Consider two random variables, \(X\) and \(Y\), each with \(n\) values (i.e., \(x_1\), \(x_2\), \(...\), \(x_n\) and \(y_1\), \(y_2\), \(...\), \(y_n\)). The covariance of \(X\) and \(Y\) can be found using either of the following equivalent formulas:

$$cov(X,Y)=\frac{1}{n}\sum_{i=1}^{n}(x_i-\bar{x})\cdot(y_i-\bar{y})$$

or

$$cov(X,Y)=\frac{1}{n^2}\sum_{i=1}^{n}\sum_{j=1}^{n}\frac{1}{2}(x_i-x_j)\cdot(y_i-y_j))$$
$$cov(X,Y)=\frac{1}{n^2}\sum_{i}\sum_{j\gt i}^{n}(x_i-x_j)\cdot(y_i-y_j)$$

where, \(\bar{x}\) is the mean of \(X\) (or \(\mu_X\)) and \(\bar{y}\) is the mean of \(Y\) (or \(\mu_Y\))

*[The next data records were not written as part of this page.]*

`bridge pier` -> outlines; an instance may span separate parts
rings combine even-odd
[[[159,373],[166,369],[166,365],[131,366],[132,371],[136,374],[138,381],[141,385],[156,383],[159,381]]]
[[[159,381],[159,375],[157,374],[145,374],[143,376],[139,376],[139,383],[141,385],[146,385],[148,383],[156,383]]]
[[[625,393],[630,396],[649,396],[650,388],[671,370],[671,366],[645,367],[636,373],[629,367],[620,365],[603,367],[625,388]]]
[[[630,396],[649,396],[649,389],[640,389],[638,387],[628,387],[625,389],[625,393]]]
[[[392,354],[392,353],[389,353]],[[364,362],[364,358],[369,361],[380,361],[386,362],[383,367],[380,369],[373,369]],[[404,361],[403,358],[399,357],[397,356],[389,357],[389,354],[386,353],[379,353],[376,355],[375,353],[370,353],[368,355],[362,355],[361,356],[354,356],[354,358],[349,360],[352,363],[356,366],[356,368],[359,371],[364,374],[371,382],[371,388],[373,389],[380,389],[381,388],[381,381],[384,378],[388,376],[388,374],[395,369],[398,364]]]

Pearson correlation coefficient

The pearson correlation coefficient, \(\rho_{X,Y}\), is given by :

$$\rho_{X,Y}=\frac{cov(X,Y)}{\sigma_X\sigma_Y}=\frac{\sum_{i}(x_i-\bar{x})(y_i-\bar{y})}{n\sigma_X\sigma_Y}$$

Here, \(\sigma_X\) is the standard deviation of \(X\) and \(\sigma_Y\) is the standard deviation of \(Y\). You may also see \(\rho_{X,Y}\) written as \(r_{X,Y}\).

The pearson correlation coefficient is a measure of the linear correlation between two variables X and Y.